La sua bellezza, originalità e funzionalità rappresentano un geniale connubio fra estetica e razionalità, secondo il parere di Giulio Carlo Argan (1909-1992) che lo definisce «caso esemplare nel campo dell'evoluzione dell'ingegneria sanitaria tanto da essere considerato il migliore del genere nell'Europa di quegli anni quindi incredibile esempio di architettura civile e arte». Artefice di questo capolavoro è Filippo Raguzzini (1690- 1771), architetto personale del Pontefice per il quale ha già progettato molti edifici a Benevento e a Roma.
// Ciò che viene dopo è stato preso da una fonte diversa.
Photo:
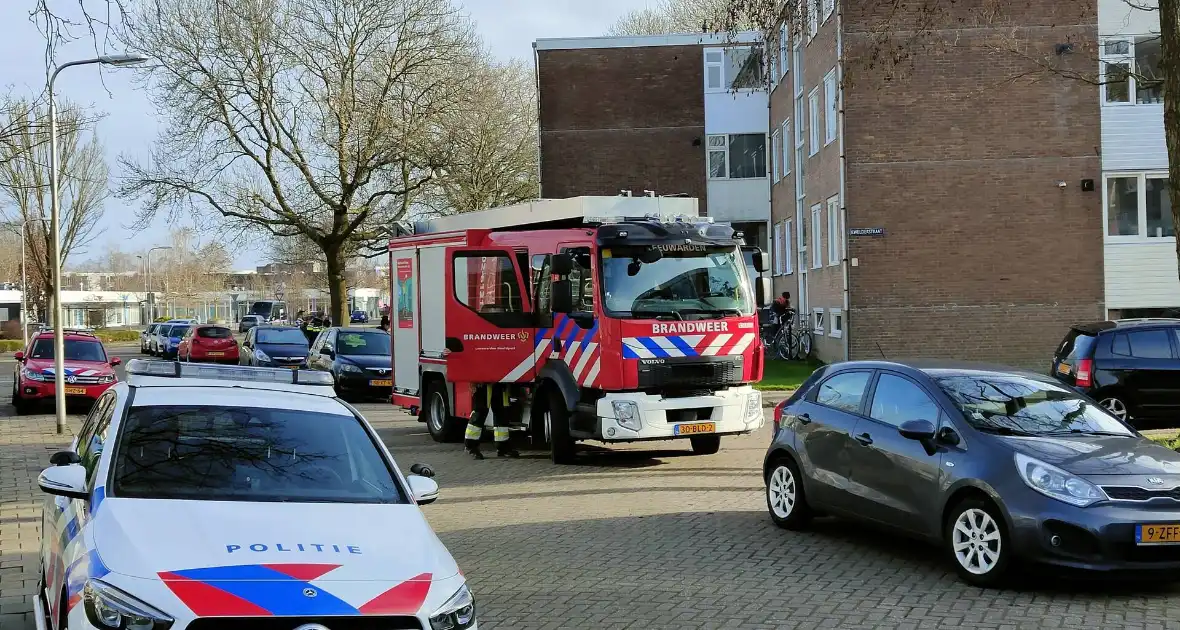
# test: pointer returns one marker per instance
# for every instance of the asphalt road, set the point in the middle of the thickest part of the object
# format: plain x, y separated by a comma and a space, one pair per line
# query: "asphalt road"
646, 537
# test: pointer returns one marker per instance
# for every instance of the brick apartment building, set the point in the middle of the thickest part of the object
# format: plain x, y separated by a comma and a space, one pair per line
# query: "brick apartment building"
674, 115
939, 212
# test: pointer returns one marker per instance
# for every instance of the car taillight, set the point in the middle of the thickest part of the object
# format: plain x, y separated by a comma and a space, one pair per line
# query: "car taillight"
1083, 375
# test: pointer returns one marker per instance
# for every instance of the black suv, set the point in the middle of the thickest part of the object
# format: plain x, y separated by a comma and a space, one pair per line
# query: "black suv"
1129, 366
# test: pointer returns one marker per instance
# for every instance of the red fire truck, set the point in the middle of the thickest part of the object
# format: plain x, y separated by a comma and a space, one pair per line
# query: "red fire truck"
611, 319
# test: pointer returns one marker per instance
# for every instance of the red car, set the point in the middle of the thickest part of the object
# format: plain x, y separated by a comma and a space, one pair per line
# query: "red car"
89, 371
208, 345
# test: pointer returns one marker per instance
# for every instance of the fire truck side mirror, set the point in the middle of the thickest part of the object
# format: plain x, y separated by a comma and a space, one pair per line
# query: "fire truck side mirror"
762, 291
562, 266
562, 297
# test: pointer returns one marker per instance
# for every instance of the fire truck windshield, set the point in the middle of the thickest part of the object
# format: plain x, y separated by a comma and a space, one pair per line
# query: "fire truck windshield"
686, 282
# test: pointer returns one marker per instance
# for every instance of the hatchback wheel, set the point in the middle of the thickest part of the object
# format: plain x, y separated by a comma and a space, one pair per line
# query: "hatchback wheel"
978, 543
785, 496
1116, 407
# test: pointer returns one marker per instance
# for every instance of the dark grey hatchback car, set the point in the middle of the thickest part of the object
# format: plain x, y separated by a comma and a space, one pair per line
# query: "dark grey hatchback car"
997, 466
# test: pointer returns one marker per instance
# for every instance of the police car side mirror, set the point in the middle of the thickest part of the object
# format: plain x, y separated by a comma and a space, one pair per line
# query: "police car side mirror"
67, 480
424, 490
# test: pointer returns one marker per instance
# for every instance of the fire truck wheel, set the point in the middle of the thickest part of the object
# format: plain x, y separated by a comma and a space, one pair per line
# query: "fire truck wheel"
557, 418
437, 409
706, 445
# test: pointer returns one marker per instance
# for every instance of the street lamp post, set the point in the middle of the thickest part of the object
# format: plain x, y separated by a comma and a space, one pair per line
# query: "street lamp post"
59, 343
151, 307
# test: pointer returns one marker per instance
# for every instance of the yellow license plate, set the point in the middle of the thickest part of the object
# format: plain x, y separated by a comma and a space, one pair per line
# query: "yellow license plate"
1165, 533
695, 428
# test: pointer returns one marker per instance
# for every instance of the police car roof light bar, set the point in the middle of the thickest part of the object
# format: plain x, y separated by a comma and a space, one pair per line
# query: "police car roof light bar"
176, 369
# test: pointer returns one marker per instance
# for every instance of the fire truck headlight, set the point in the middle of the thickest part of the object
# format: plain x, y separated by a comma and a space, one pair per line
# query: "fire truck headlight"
627, 414
754, 406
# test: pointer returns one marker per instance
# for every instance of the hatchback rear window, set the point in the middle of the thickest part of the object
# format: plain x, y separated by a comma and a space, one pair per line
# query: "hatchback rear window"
1077, 345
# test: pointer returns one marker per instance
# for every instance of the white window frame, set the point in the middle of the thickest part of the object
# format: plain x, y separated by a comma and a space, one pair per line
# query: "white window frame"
813, 10
836, 316
1129, 60
709, 149
1141, 188
834, 244
831, 119
784, 51
778, 248
721, 65
775, 158
817, 244
813, 122
721, 70
786, 148
787, 250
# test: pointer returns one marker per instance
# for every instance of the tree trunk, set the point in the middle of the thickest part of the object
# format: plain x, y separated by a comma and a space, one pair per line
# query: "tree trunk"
1169, 63
338, 284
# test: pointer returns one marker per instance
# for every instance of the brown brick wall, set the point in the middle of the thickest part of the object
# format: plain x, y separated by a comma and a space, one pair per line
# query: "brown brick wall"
622, 118
958, 158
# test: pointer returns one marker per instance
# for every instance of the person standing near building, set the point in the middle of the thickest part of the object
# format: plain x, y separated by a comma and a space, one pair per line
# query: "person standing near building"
493, 398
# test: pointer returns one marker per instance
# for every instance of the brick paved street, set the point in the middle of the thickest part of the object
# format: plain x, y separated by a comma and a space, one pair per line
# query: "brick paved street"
635, 538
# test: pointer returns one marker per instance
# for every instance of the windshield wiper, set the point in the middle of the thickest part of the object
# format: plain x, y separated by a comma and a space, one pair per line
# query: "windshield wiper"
1086, 432
1002, 430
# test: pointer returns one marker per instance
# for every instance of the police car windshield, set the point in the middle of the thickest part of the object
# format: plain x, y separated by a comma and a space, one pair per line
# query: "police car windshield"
687, 280
286, 336
76, 350
249, 454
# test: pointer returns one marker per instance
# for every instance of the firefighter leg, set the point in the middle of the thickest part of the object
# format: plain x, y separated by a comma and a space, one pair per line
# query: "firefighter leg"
500, 422
478, 417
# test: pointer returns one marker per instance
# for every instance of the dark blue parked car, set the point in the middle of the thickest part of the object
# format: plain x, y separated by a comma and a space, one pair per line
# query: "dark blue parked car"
996, 466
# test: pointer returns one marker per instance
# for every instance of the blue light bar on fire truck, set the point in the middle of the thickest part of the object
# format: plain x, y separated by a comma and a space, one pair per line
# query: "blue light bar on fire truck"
228, 373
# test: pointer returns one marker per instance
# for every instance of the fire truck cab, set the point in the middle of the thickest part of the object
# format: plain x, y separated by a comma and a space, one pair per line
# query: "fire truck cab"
610, 319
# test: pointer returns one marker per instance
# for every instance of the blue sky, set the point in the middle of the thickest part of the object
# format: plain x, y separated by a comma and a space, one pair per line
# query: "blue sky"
129, 125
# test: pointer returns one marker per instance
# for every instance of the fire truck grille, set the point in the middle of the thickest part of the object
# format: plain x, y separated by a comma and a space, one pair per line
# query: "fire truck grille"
690, 373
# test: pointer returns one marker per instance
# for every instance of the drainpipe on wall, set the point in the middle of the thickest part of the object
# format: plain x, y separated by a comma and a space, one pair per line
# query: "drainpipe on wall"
536, 79
844, 202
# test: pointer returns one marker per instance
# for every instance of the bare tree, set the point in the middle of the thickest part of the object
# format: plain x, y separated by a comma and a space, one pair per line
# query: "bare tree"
24, 182
495, 158
310, 118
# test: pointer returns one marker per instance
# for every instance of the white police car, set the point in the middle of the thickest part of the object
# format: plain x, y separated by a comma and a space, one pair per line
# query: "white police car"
212, 497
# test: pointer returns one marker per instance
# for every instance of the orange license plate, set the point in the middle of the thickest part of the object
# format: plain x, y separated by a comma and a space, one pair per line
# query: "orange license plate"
695, 428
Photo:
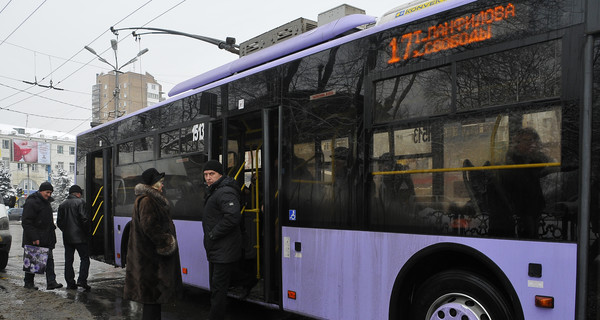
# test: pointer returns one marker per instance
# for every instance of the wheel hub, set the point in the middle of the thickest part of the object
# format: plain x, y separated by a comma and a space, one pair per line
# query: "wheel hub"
457, 306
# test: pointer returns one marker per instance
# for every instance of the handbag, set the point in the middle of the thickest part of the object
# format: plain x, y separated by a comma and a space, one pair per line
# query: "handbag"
35, 259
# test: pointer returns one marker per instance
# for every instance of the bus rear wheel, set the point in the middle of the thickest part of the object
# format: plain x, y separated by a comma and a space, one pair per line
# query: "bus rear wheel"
456, 294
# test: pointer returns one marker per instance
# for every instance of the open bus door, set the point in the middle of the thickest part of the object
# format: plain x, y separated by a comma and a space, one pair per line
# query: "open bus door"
251, 148
97, 195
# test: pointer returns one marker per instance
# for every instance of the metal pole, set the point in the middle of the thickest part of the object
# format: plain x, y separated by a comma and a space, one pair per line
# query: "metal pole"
117, 90
116, 93
584, 184
28, 181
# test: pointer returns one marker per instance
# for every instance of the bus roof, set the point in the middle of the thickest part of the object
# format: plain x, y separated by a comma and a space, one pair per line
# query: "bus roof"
200, 83
302, 41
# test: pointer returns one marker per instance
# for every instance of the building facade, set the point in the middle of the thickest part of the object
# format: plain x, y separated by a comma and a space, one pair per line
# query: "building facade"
29, 176
135, 91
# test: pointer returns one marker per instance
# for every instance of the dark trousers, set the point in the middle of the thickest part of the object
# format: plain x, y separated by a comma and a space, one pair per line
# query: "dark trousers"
83, 251
50, 275
151, 311
220, 277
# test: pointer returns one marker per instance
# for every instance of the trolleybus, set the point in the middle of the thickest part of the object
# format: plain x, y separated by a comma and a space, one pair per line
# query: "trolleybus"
441, 162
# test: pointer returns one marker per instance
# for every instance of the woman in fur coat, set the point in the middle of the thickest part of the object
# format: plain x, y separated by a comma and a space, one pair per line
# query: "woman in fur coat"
153, 275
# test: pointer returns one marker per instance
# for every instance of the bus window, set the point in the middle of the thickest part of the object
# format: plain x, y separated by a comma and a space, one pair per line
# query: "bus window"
413, 95
496, 175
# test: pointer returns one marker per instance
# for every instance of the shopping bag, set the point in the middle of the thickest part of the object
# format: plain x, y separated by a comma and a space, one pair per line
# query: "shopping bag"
35, 259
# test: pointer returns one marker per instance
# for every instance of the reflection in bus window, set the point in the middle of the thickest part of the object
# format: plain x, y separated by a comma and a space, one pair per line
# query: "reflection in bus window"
478, 184
412, 95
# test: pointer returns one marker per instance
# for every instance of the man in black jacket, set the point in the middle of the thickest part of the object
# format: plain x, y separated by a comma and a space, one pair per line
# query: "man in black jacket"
73, 221
38, 230
222, 234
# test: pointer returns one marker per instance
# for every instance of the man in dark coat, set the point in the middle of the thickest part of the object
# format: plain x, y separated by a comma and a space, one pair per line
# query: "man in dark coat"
38, 230
73, 221
222, 234
153, 270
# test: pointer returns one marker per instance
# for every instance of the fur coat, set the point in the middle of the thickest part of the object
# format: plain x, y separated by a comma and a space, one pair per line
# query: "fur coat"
153, 271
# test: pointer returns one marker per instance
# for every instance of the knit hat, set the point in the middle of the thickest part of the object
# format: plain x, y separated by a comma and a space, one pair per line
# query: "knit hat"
152, 176
215, 166
75, 188
46, 186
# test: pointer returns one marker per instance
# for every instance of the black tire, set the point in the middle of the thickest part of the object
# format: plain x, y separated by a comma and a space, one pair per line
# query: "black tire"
456, 294
3, 259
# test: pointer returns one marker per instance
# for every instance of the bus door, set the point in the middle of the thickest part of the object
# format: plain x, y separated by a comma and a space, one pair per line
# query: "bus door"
97, 196
249, 150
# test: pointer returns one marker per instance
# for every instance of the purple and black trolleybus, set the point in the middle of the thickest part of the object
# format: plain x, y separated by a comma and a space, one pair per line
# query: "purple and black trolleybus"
441, 162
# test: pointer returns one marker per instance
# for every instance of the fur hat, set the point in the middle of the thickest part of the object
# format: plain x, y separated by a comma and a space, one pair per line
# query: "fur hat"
215, 166
152, 176
46, 186
75, 188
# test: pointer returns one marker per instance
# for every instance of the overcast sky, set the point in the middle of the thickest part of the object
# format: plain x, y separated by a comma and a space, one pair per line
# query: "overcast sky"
44, 40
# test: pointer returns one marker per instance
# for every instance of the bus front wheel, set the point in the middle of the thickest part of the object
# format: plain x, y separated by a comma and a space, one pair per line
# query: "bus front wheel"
456, 294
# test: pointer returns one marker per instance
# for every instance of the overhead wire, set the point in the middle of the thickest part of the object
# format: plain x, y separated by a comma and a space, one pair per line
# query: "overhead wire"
22, 22
67, 61
160, 15
77, 70
9, 1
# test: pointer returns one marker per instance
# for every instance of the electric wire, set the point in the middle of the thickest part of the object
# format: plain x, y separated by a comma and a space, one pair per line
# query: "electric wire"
19, 26
6, 5
75, 71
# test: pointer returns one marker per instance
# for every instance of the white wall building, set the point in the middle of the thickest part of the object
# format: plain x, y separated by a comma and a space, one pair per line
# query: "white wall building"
31, 175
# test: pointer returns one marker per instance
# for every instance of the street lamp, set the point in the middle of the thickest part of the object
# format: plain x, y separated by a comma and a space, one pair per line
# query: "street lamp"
228, 44
116, 69
29, 164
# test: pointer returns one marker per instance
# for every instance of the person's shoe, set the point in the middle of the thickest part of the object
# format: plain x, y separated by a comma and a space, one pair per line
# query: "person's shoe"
248, 289
53, 286
71, 286
84, 285
30, 286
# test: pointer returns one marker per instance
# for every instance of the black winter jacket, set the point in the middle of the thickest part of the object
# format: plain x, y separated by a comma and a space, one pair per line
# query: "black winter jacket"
73, 221
221, 222
37, 221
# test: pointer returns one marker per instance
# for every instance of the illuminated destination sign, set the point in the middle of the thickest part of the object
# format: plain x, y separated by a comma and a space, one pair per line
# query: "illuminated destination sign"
451, 34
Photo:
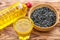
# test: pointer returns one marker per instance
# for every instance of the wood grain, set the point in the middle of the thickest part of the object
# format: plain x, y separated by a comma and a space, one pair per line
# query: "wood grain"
9, 34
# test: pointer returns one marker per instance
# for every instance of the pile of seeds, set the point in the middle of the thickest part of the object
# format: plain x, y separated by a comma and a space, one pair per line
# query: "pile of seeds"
43, 17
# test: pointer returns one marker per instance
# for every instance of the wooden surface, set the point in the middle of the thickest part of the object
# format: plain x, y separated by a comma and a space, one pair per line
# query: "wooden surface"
9, 34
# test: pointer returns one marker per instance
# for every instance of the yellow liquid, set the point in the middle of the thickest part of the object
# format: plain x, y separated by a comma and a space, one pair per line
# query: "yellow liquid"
11, 14
23, 27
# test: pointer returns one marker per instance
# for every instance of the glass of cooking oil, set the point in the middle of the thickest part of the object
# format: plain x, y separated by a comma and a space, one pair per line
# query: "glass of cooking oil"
23, 27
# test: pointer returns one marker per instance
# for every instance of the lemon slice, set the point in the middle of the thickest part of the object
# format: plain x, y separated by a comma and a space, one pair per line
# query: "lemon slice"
23, 26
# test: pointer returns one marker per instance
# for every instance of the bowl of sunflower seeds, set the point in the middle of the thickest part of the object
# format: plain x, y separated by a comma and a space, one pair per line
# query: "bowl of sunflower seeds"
44, 16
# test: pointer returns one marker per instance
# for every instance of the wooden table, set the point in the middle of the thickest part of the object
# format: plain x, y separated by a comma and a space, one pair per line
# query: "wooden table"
9, 34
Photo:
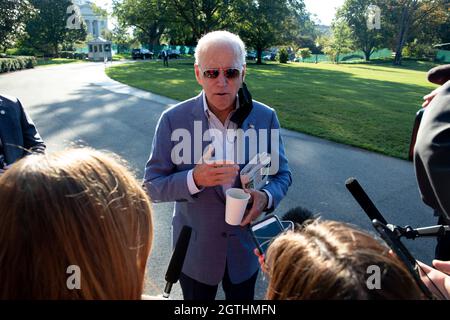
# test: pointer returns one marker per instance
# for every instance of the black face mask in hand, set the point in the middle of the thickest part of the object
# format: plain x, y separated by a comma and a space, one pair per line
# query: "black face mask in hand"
245, 106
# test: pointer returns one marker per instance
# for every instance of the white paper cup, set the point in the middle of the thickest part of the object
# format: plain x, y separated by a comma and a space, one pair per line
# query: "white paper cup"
236, 204
220, 162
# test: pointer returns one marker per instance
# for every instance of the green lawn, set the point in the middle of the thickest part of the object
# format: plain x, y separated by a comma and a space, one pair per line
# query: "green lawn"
371, 106
53, 61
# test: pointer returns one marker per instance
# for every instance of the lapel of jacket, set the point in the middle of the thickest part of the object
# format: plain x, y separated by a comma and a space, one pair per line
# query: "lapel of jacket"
242, 147
198, 114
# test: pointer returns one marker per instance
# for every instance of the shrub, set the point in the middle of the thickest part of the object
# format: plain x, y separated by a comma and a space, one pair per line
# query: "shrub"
16, 63
283, 55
Seguace di Borromini, è considerato «il più originale e brioso progettista del rococò romano».
Il suo è un progetto grandioso, molto geniale e innovativo sia negli esterni che negli interni. La struttura architettonica è complessa e di difficile descrizione: uno sviluppo longitudinale con la chiesa al centro che funge da porta d'ingresso principale onde esprimere l'accoglienza religiosa a tutti i bisognosi; ai lati dell'accesso due lunghe corsie, una a destra per gli uomini e l'altra a sinistra per le donne con servizi e alloggi per il personale posti alle estremità periferiche delle due corsie; nel cortile dell'ospedale è presente una grande spezieria per la preparazione di medicinali e topici; e persino due cimiteri che, con l'interramento delle salme all'interno della struttura, evitano la diffusione esterna dei contagi.

Molti altri particolari sono sorprendenti e difficili da riportare per cui ci si limita a quelli più originali e innovativi: assai pratica e utile è una balconata lungo la facciata esterna che permette al personale di aprire le finestre senza incomodare i pazienti e di sorvegliare qualsiasi contatto fra ricoverati e mondo esterno; eleganti rosoni sulle pareti esterne in alternanza con le lesene sono «sfiatatoi a rosetta» che permettono l'eliminazione di cattivi odori provenienti dai cosiddetti «sedini», ovvero dai servizi igienici ricavati nello spessore dei muri e muniti di acqua corrente che, scendendo in canali posti fra i letti, permette ad ogni ricoverato di prelevare in alto acqua potabile per bere e lavarsi ed eliminare in basso i rifiuti nelle fognature che sfociano nel vicino Tevere.

L'abbondante dotazione di acqua e il suo corretto impiego appaiono infatti indispensabili fin dal primo accesso del paziente che viene accuratamente lavato, vestito con opportuni indumenti, posto in un letto singolo pulito ed accogliente, poi sfamato con buon cibo e tante altre cordialità: primi passi indispensabili per ottenere la «sanatio nosocomialis», certamente più risolutiva dei medicamenti allora disponibili. Il continuo rifornimento di acqua è assicurato dal collegamento con la monumentale fontana dell'Acqua Paola, posta sul Gianicolo alle spalle dell'ospedale, già realizzata nel 1610 da Papa Paolo V che provvidenzialmente aveva convogliato tutte le sorgenti dell'agro-braccianense particolarmente salubri.

Si realizza così il volere di Benedetto XIII, figura grandiosa e poliedrica, ma soprattutto grande innovatore dedicato al bene dell'umanità . Il suo nome e il suo impegno nella realizzazione dell'ospedale restano immortalati nella Bolla di fondazione e nella targa marmorea visibile nell'atrio dell'ospedale in cui sono indicate le finalità istitutive e caritatevoli".